Listing 2. Use Boolean back to Validator
Public Boolean Checkout (list books) throws ApplicationException {
IF (Validator.ValidateList (Books, Book.class) {
Try {
Return Library.checkout (Books);
} catch (remoteException E) {
Throw New ApplicationException (E);
}
}
}
Public Book Lookup (String ISBN) throws ApplicationException {
IF (Validator.Validateisbn (ISBN)) {
Try {
Return Library.lookup (ISBN);
} catch (remoteException E) {
Throw New ApplicationException (E);
}
}
}
In a more complex method, the above nested even makes even more messy. By allowing the abnormality, we have avoided the additional complexity generated by this mess, and the code remains more "clean". Also note that invalidDataException inherits ApplicationException. This allows the characterization of all delegated methods to remain unchanged, and thus any verification exception is allowed to throw any verification through the same mechanism. We don't have to add other THROWS clauses to the method characteristic, nor does it need to add other TRY / CATCH blocks to the method entity. In short, it keeps the code clean and simple, and will not be full of parentheses, application exceptions, verification exceptions, and IF / THEN and TRY / CATCH blocks.

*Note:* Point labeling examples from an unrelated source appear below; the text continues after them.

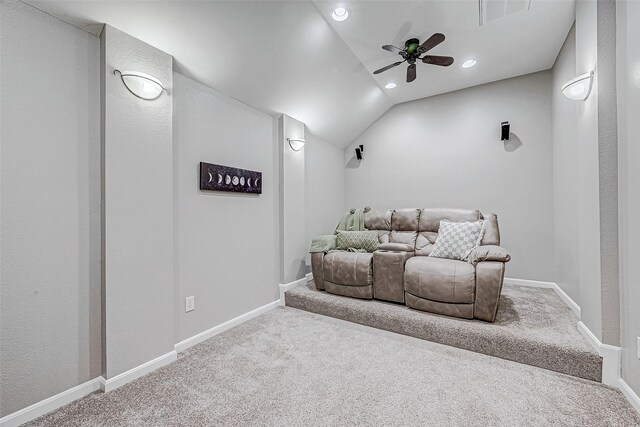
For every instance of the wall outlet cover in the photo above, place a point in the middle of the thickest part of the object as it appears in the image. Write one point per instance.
(189, 304)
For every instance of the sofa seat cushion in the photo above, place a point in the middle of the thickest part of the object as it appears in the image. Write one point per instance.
(348, 268)
(439, 279)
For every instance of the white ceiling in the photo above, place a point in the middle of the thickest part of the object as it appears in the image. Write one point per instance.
(291, 57)
(518, 44)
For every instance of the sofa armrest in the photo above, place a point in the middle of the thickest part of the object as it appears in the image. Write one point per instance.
(388, 274)
(489, 253)
(396, 247)
(489, 278)
(317, 269)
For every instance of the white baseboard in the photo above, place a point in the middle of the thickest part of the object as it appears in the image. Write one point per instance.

Using Validator For the specific data type we need to verify, it is easy to use the validator in place and set it, it is easy to use in our application, especially in our business delegation method. Listing 3 focuses on the delegation in the article in the article, so it can use the new Validator class.

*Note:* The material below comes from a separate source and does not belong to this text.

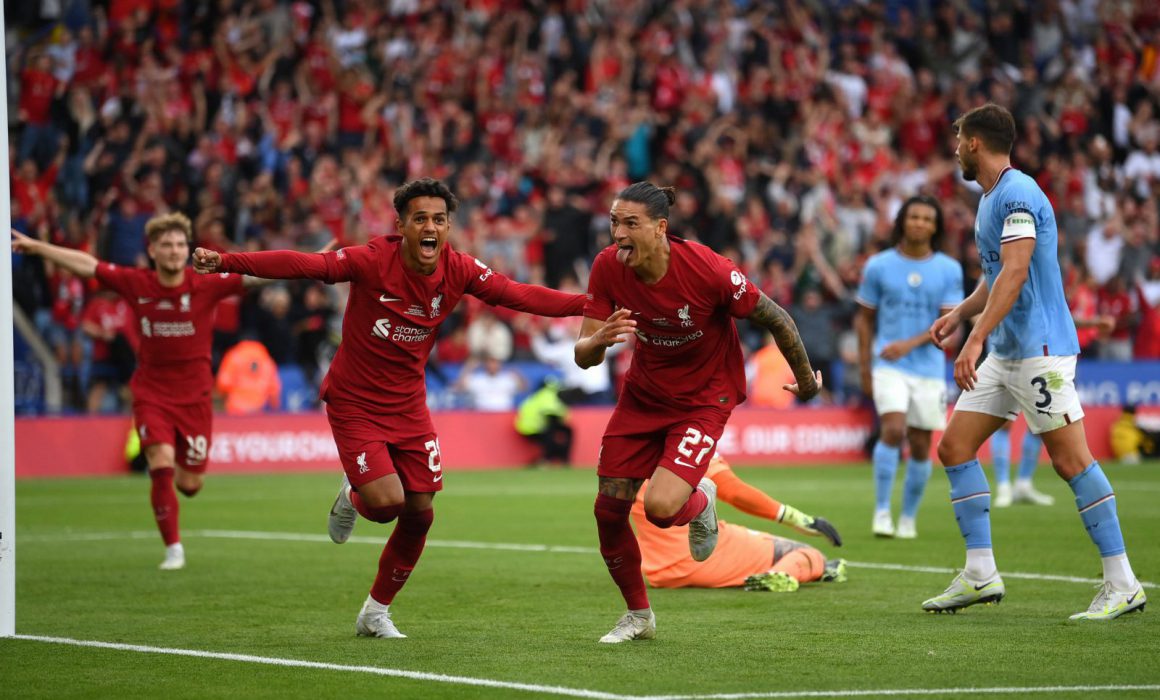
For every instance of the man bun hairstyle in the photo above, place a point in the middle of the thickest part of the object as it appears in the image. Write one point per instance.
(990, 123)
(168, 222)
(423, 187)
(657, 200)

Listing 3. Data format verification in business delegation
Package com.ibm.library;
Import java.rmi.remoteexception; import java.util.ITerator;
Import java.util.list;
Import javax.ejb.createException;
Import javax.naming.namingexception;
Import com.ibm.validation.validator;
Import com.ibm.validation.invaliddataException;
Public class librarydelegate imports ilibrary {
Private iLibrary Library;
Public librarydelegate () {
INIT ();
}
Public void init () {
// Look Up and Obtain Our session bean
Try {
LibraryHome LibraryHome =
(Libraryhome) ejbhomefactory.getInstance (). Lookup
"Java: comp / env / ejb / libraryhome", libraryhome.class;
Library = libraryhome.create ();
} catch (namingexception e) {
Throw new runtimeException (e);
} catch (createException e) {
Throw new runtimeException (e);
} catch (remoteException E) {
Throw new runtimeException (e);
}
}
// no validation request for accessor (getter) Methods
Public Boolean Checkout (book book) throws ApplicationException {
// no validation request here; The Object Type
// Takes Care of IT
Try {
Return Library.checkout (BOOK);
} catch (remoteException E) {
Throw New ApplicationException (E);
}
}
Public Boolean Checkout (list books) throws ApplicationException {
// Validate List
Validator.Validatelist (Books, Book.class);
Try {
Return Library.checkout (Books);
} catch (remoteException E) {
Throw New ApplicationException (E);
}
}
Public Book Lookup (String ISBN) throws ApplicationException {
// Validate ISBN
Validator.Validateisbn (ISBN);
Try {
Return Library.lookup (ISBN);
} catch (remoteException E) {
Throw New ApplicationException (E);
}
}
// and so on ...
Public void destroy () {
// in this case, do nothing
}
}
Use independent Validator to make the code more modular and easier to maintain. In addition, we have moved all validation logic to one place to avoid redundancy in your code. The result is a better, more unlibrated application.
In this series of next technological articles, we will study on another aspect of verification: abnormal treatment. At that time.